Step 4. Compare with BF16 baseline
Run the same script with --disable-fp4 to establish a BF16 baseline, again logging to a file:
## Remove the prior checkpoint directory so the two runs don't interfere
rm -rf nemo_experiments
torchrun --nproc_per_node=1 pretrain_llama.py --disable-fp4 > bf16.log 2>&1
To compare the two runs on latency and throughput, grep the per-iteration lines out of each log:
grep -E "elapsed time per iteration|MODEL_TFLOP" nvfp4.log
grep -E "elapsed time per iteration|MODEL_TFLOP" bf16.log
Each step prints two lines:
Step Time : 5.39s GPU utilization: 2347.0MODEL_TFLOP/s/GPU— step latency and throughputiteration 10/50 | ... elapsed time per iteration (ms): 5390 | ... lm loss: ...— same latency in ms plus loss
Iteration 10 includes one-time CUDA-graph/compile overhead, so average iterations 20–50 for a fair per-step latency number.

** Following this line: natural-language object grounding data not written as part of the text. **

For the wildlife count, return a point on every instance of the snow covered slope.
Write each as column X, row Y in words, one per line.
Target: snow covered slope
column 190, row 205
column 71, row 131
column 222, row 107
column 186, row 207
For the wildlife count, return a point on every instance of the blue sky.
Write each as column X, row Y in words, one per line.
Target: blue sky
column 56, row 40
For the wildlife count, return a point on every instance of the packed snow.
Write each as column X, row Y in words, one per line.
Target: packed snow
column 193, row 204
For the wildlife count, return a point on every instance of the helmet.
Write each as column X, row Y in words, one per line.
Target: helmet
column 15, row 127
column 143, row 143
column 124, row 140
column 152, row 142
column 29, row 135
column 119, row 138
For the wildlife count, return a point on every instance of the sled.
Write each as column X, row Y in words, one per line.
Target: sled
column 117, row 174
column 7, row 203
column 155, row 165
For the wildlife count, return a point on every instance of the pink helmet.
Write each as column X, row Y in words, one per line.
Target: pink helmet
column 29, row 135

Measuring peak VRAM (from nvidia-smi)
Megatron's in-log memory numbers (mem-max-reserved-gigabytes) reflect PyTorch's caching-allocator reservation, which can drift from what the device actually holds. For an accurate read, watch nvidia-smi live from a second shell while training runs:
watch -n 1 nvidia-smi
See the measured numbers in overview.md for expected VRAM and latency on 1× GB300 with Llama 3.1 8B.
Step 5. Script arguments
pretrain_llama.py accepts the following arguments:
| Argument | Type | Default | Description |
|---|---|---|---|
--disable-fp4 |
flag | off | Disable NVFP4; use plain BF16 mixed precision as a baseline |
--train-iters |
int | 50 | Number of training iterations |
--warmup-iters |
int | 2 | Number of warmup iterations |
--global-batch-size |
int | 64 | Global batch size |
--micro-batch-size |
int | 4 | Micro batch size (drives peak VRAM; increase to use more memory) |
--seq-length |
int | 4096 | Sequence length |
Example combining several flags:
torchrun --nproc_per_node=1 pretrain_llama.py \
--train-iters 50 --warmup-iters 2 \
--global-batch-size 64 --micro-batch-size 4 --seq-length 4096
Step 6. Point to real data
To train on your own dataset, modify the config in the script:
config = llama3_8b_pretrain_config()
config.data.data_path = "/path/to/your/preprocessed/dataset"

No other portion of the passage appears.